A health Flexible Spending Account (FSA) lets drivers set aside up to $3,400 pre-tax in 2026 for out-of-pocket medical, dental, and vision costs. A Dependent Care FSA (also called a Childcare FSA) lets drivers set aside up to $7,500 pre-tax in 2026 for qualifying childcare or elder care expenses. Both reduce taxable income for the driver and FICA taxes for the employer.
Are independent contractor (1099) owner-operators eligible for Section 125?
No. Section 125 cafeteria plans are only available to W-2 employees. If your drivers are classified as independent contractors, they cannot participate. If you have questions about how your drivers should be classified, consult a qualified employment attorney or benefits professional.
Does Section 125 require a minimum number of employees?
There is no federal minimum employee count to establish a Section 125 cafeteria plan. However, plans are subject to nondiscrimination testing, and sole proprietors without W-2 employees cannot participate. Even a fleet with a handful of W-2 drivers can set up a plan.
When can drivers change their pre-tax contribution during the year?
Generally, pre-tax contribution amounts are locked in for the plan year and can only be changed mid-year if the employee experiences a qualifying life event - such as marriage, divorce, birth of a child, adoption, or loss of other coverage.

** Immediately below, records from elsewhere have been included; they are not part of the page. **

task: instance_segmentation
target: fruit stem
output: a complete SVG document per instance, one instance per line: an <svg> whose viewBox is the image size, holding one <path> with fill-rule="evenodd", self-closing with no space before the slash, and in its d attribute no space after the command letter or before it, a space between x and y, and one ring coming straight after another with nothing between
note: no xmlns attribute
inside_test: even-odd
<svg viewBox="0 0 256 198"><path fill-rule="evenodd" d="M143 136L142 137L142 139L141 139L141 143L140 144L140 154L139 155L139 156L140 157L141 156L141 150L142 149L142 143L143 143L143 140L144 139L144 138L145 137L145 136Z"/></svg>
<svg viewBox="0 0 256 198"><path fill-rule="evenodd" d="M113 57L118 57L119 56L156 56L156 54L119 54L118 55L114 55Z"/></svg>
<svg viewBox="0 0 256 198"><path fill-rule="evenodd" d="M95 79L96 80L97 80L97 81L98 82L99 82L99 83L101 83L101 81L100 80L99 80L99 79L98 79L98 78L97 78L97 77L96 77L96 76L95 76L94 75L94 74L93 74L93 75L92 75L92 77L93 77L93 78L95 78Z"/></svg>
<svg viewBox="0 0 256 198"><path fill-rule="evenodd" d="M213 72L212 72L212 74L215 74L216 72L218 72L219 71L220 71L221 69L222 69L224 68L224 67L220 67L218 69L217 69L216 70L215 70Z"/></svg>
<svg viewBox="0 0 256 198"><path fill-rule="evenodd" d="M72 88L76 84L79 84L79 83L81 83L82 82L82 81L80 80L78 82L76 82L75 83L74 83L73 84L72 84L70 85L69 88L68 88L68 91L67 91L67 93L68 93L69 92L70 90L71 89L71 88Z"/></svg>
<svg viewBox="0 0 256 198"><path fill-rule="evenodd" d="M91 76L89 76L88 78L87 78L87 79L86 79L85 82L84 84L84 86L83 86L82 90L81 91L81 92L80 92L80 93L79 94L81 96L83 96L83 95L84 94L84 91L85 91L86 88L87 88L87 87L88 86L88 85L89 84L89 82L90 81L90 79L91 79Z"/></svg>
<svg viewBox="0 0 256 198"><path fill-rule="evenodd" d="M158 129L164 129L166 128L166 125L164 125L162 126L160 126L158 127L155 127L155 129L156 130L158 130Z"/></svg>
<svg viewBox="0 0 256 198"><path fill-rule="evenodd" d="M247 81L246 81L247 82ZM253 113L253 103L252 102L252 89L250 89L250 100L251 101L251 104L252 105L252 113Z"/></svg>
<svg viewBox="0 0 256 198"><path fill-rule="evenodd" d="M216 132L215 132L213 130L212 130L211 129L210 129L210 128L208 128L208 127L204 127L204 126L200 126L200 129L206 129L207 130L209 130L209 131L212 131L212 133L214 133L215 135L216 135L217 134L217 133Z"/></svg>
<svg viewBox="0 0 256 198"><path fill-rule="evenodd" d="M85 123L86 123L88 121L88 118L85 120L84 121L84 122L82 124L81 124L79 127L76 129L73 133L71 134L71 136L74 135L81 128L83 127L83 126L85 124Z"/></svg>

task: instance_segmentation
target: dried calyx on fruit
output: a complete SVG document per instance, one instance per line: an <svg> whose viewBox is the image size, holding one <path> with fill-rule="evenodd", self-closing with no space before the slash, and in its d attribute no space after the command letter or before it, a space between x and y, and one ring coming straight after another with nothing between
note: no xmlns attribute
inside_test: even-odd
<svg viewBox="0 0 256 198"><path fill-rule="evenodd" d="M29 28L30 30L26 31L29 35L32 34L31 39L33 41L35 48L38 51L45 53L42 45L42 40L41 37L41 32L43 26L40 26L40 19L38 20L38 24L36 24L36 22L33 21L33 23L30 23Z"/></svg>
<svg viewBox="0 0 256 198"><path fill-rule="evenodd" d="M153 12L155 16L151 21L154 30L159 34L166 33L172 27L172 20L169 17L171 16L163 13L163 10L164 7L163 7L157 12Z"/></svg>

This is standard Section 125 compliance, not unique to trucking.
Disclaimer: This article is for educational purposes only and does not constitute tax, legal, or benefits advice. Section 125 plan eligibility, contribution limits, and IRS requirements are subject to change. Consult a qualified tax advisor, attorney, or licensed benefits professional before establishing or modifying a Section 125 plan for your business.